# Pit Firing Pottery



## chamoisee

Have any of you tried pit firing? I don't have affordable access to a kiln so was thinking of trying this. The pottery would not be for food use, it would be to sell... mostly decorative work although it could be used for applications which wouldn't involve heat or liquids. The problem I am looking at now and have been unable to find an answer to is that all the info I can find recommends bisque firing the greenware before pit firing it. Well, I don't have a kiln, so I cannot bisque fire it before pit firing it. Is it possible to gently, slowly bisque fire the greenware in the pit before doing a hotter, longer firing?


----------



## unioncreek

I make pots, but use a kiln. Have you done a Google search? There is also firing in a garbage can filled with sawdust. When you fire like this your pots don't need to be bisque fired. I'll see if I can find some information for you.

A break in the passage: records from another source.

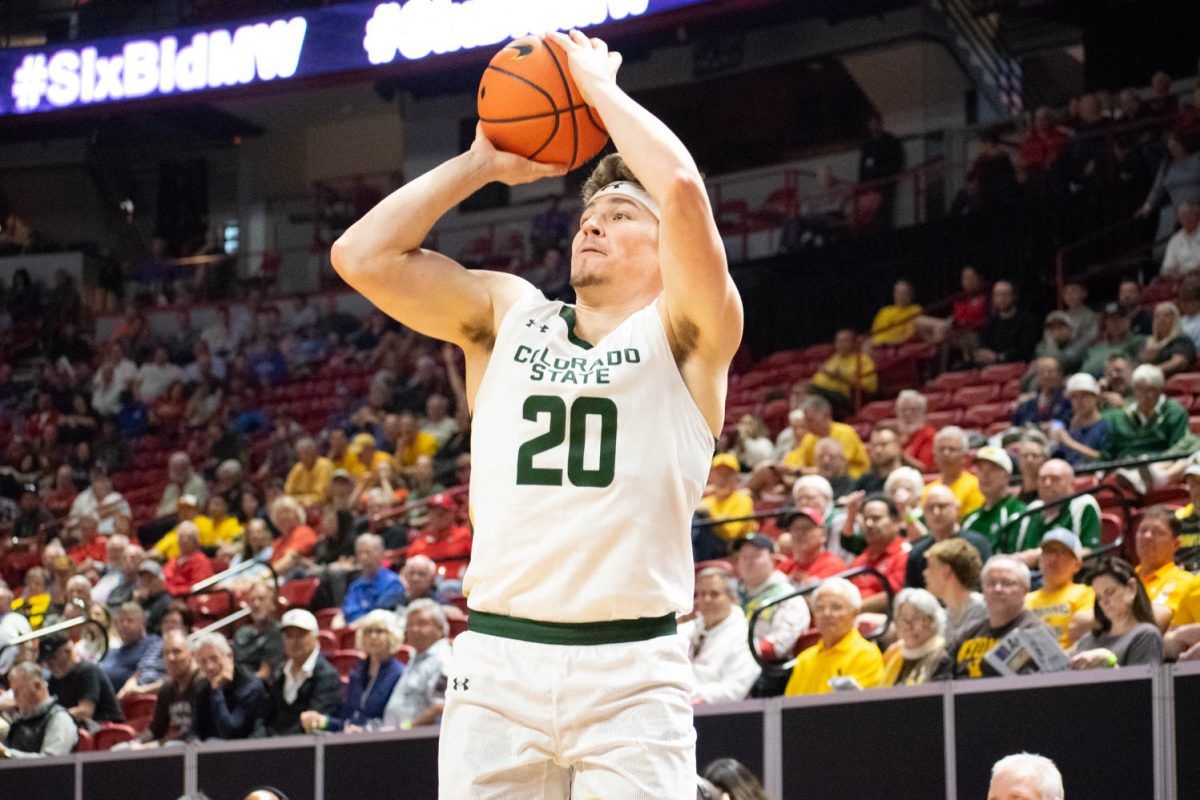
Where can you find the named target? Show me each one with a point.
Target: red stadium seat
(112, 733)
(971, 396)
(138, 710)
(951, 382)
(298, 593)
(1001, 373)
(984, 414)
(876, 410)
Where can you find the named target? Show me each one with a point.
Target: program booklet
(1027, 650)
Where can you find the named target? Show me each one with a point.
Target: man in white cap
(994, 467)
(593, 428)
(1083, 438)
(1060, 601)
(305, 681)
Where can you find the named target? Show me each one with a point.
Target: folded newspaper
(1027, 650)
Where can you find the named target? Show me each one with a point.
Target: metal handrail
(228, 619)
(58, 627)
(805, 590)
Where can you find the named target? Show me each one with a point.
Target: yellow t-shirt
(1168, 584)
(852, 657)
(423, 445)
(309, 486)
(856, 453)
(846, 372)
(1055, 608)
(229, 530)
(898, 322)
(965, 488)
(738, 504)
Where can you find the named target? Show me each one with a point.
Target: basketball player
(592, 437)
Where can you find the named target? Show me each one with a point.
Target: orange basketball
(529, 106)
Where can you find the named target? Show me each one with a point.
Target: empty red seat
(876, 410)
(949, 382)
(1001, 373)
(970, 396)
(984, 414)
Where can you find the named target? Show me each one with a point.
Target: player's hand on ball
(591, 62)
(510, 168)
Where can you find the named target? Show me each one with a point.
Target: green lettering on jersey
(576, 473)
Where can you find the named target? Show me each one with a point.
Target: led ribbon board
(325, 41)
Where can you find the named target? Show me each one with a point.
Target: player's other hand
(509, 168)
(592, 65)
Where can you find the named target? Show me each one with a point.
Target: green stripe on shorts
(611, 632)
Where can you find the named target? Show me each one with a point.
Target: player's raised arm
(702, 302)
(381, 254)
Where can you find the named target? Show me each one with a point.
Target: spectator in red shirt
(1042, 145)
(810, 559)
(442, 539)
(886, 552)
(297, 540)
(93, 548)
(191, 565)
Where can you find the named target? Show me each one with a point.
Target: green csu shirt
(1081, 516)
(990, 522)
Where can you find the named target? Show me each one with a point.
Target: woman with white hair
(904, 487)
(843, 657)
(1168, 347)
(919, 654)
(372, 680)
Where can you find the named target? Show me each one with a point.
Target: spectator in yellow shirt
(895, 324)
(725, 499)
(1063, 605)
(214, 529)
(1167, 583)
(309, 479)
(412, 443)
(841, 653)
(819, 419)
(951, 455)
(846, 370)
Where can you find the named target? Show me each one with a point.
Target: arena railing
(100, 635)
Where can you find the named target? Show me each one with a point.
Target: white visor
(629, 191)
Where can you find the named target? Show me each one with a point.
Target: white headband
(630, 191)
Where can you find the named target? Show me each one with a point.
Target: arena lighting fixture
(339, 37)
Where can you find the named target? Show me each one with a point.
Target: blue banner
(270, 49)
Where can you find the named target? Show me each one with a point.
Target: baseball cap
(299, 618)
(48, 645)
(996, 456)
(757, 540)
(1081, 382)
(811, 515)
(1065, 537)
(726, 459)
(443, 500)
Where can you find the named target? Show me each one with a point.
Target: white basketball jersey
(587, 463)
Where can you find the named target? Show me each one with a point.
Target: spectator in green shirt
(1116, 338)
(994, 468)
(1152, 423)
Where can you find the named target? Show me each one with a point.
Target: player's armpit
(433, 294)
(703, 306)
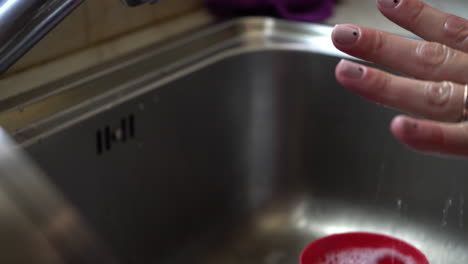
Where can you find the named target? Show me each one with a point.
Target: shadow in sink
(248, 159)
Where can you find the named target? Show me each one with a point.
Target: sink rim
(67, 101)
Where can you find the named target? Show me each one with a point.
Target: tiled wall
(97, 21)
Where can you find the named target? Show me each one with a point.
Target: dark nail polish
(389, 3)
(344, 34)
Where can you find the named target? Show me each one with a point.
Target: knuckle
(456, 28)
(382, 86)
(439, 94)
(432, 55)
(378, 43)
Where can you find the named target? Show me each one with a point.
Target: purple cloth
(303, 10)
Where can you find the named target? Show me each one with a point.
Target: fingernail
(409, 125)
(453, 25)
(389, 3)
(346, 35)
(351, 70)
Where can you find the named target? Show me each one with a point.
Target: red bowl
(365, 248)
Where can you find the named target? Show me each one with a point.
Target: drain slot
(111, 135)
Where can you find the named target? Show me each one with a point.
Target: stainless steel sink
(235, 144)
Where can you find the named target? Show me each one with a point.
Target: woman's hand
(439, 66)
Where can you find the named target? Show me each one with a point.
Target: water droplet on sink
(445, 211)
(462, 210)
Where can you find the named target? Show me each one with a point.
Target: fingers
(425, 60)
(427, 22)
(432, 137)
(436, 100)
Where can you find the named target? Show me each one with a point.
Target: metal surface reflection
(244, 148)
(45, 228)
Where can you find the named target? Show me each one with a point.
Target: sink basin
(235, 144)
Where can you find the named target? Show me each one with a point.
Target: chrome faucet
(24, 22)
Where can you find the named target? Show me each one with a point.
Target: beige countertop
(361, 12)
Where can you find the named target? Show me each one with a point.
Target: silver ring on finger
(464, 116)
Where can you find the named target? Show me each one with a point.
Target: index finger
(427, 22)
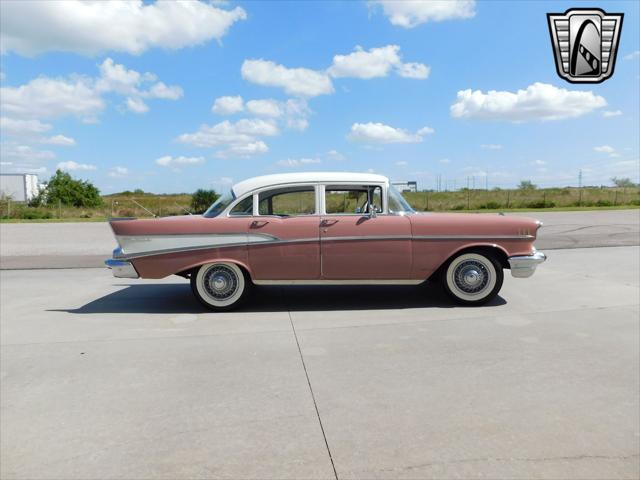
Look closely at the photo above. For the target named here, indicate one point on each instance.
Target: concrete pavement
(113, 378)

Here's some sites I found:
http://www.robertcomptonpottery.com/Method of-Pit-Firing-Pottery.htm
http://www.ceramicstoday.com/howto/htpitfire.htm
http://www.alexmandli.com/techniques/pit-firing.html
http://mudslingerspottery.biz/Pit/pages/pitfirestory.htm

Bob


----------



## chamoisee

Thank you! I had seen the first two links but not the others. They all recommend bisque firing the greenware first.... Maybe the pots could be bisque fired in a single layer of sawdust (pots in a single layer rather than piled on top of one another, I mean) and that woudl generate enough heat to bisque them? IIRC they only need to go up to 1000 to 1500 degrees F to bisque.... and then I could use oxides, etc and run them through a slightly more rigorous and longer pit firing with wood, manure, etc....hmmmm. The clay I have right now is stoneware, hundreds of pounds of it, which is usually fired to cone 10, so that doesn't helps matters. If I could afford it, it would be better to buy new, low fire clay, but this stuff was free and is what I have.


----------



## unioncreek

I have heard of people just pit firing a single time. I do some single firing in my kiln with cone six clays. I doesn't hurt to try it and see how a single firing with oxides and the cone 10 clay would work.

Bob


----------



## nightfire

Pit firing can be both fun and frustrating at the same time. I have tried it a few times with a friend. We bisque fired our stuff, though I know that you can fire it without bisque firing it. Try your first few firings with stuff you don't mind breaking/cracking/melting/blowing up until you have it figured out! 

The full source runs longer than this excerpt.